Das Buch ist ein praxisorientiertes Hilfsmittel für Personen, die im psychosozialen Bereich tätig sind und sich ihren „Eigenaufträgen“ – jenen Aufträgen, die man sich selbst gibt – beschäftigen möchten. Wer die Erwartungen bzw. Aufträge an sich selbst (besser) kennt, kann adäquater agieren respektive diese verändern und sich damit entlasten.

Autor

Manfred von Bebenburg ist Diplom-Soziologe, systemischer Familien- und Lehrtherapeut (DGSF) und Leiter des Instituts BASiS. Er ist Supervisor in den Bereichen Sozialpsychiatrie, Jugendhilfe und soziale Dienste.

Aufbau

Das rund 160-seitige Buch gliedert sich nach der Einleitung in sieben Kapitel (Eigenaufträge genannt) und schließt mit einem Anhang, der Arbeits- und Zusatzmaterialien umfasst. Die sieben Erkundungsreisen werden stets mit Fallbeispielen dargestellt.

Einführung

  1. Erste Erkundungsreise: Eigenaufträge – worum es sich handelt
  2. Zweite Erkundungsreise: Ein Blick hinter die Kulissen
  3. Dritte Erkundungsreise: Die Entschlüsselung von Eigenaufträgen
  4. Vierte Erkundungsreise: Wie Fremdaufträge zu Eigenaufträgen werden
  5. Fünfte Erkundungsreise: Wie Eigenaufträge identifiziert und verändert werden können
  6. Sechste Erkundungsreise: Interviews und Selbstbefragung – Eigenaufträgen auf der Spur
  7. Siebte Erkundungsreise: Eigenaufträge und Lebenskunst
  8. Zum Schluss: Eigenaufträge und Humor
  9. Dank
  10. Anhang: Arbeits- und Zusatzmaterialien

Literatur

Inhalt

Die Einführung widmet sich dem Begriff „Eigenauftrag“. Der Autor führt aus, dass diese Begrifflichkeit in der Fachdiskussion kaum existent ist und mit „Selbstauftrag“ vergleichbar ist – Aufträge, die man sich selbst gibt.

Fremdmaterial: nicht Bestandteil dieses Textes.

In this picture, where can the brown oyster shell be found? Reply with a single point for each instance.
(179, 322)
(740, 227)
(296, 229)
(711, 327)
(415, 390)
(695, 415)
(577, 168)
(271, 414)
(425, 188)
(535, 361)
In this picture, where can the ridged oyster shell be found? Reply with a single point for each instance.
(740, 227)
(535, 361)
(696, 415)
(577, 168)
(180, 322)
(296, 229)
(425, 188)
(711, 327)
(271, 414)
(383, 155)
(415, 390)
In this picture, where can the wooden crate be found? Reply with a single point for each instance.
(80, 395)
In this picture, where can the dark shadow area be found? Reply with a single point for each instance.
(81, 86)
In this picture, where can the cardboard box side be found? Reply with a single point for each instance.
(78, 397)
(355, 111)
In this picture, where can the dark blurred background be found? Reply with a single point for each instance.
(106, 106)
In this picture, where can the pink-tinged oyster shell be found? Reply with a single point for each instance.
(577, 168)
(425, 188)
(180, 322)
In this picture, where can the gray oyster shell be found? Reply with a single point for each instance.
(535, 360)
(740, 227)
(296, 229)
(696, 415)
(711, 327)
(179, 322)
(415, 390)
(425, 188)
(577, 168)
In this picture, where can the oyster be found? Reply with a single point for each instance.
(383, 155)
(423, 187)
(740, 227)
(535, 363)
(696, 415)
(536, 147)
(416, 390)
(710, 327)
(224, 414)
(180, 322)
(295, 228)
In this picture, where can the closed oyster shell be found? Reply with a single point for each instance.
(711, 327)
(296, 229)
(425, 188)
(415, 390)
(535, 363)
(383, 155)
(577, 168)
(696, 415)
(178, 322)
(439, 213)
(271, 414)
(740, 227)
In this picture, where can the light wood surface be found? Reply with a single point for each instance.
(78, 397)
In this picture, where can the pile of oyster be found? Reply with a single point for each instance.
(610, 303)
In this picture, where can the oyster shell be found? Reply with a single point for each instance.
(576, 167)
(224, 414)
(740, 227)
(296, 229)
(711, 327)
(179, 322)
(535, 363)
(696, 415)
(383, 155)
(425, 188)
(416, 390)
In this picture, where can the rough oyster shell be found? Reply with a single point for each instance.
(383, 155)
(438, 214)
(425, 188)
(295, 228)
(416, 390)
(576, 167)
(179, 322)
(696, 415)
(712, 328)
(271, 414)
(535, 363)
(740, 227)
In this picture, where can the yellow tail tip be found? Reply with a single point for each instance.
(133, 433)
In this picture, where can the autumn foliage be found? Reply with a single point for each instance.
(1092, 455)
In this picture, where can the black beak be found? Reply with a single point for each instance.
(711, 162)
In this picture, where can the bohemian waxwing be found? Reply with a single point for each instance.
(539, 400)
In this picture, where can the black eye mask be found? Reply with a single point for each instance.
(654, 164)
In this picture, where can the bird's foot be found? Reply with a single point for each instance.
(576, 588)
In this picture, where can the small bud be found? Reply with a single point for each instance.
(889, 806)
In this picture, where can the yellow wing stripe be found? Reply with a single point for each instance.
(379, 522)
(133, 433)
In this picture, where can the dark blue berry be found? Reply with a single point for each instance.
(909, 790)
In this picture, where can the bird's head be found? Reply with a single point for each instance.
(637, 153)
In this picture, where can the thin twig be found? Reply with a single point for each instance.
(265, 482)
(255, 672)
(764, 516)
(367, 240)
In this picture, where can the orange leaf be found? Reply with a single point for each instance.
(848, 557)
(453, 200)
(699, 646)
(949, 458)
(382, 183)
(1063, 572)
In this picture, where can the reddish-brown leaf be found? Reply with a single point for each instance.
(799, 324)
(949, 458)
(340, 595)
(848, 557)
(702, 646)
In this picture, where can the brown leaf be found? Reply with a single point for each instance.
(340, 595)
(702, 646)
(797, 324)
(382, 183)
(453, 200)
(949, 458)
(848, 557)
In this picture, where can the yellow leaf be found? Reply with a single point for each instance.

Er selbst ist im Rahmen eines Seminars über das Wort „gestolpert“; ihn hat der Eigenauftrag fortan nicht mehr losgelassen. Gedacht ist das Buch als praxisorientiertes Hilfsmittel für Personen, die im psychosozialen Bereich tätig sind. Manfred von Bebenburg führt aus: „Die Analyse von Eigenaufträgen ist neben ihrem Nutzen für die therapeutische oder beratende Tätigkeit auch eine attraktive Methode in Fallsupervisionen. (…) Wenn einen etwas nervt oder hilflos macht, liegt das meistens an Eigenaufträgen.“ (S. 10 f.) Warum sind die Hauptkapitel mit „Erkundungsreise“ überschrieben? Dazu schreibt von Bebenburg: „Das ist eine Metapher: Sinngemäß lade ich zu Reisen ein, die allerdings nicht an ferne Orte führen, sondern in unsere inneren Landschaften, mit dem Ziel, sich selbst auf diese Weise noch genauer kennenzulernen. Am Beginn der Erkundungsreisen stehen als kurze Zusammenfassungen die Reiserouten. Sie dienen der Hilfe zur Selbsthilfe, die nicht nur unsere Klient*innen brauchen: Es geht uns als Fachkräfte im psychosozialen und pädagogischen Bereich auch um unser eigenes seelisches Wohl (…). Der achtsame Umgang mit Eigenaufträgen kann somit einen Beitrag zur eigenen Gesundheit leisten (…). Die Erkundungsreisen sollen also unsere professionelle Arbeit zum Wohle aller Klient*innen bzw. beteiligten Personen verbessern.“ (S. 13)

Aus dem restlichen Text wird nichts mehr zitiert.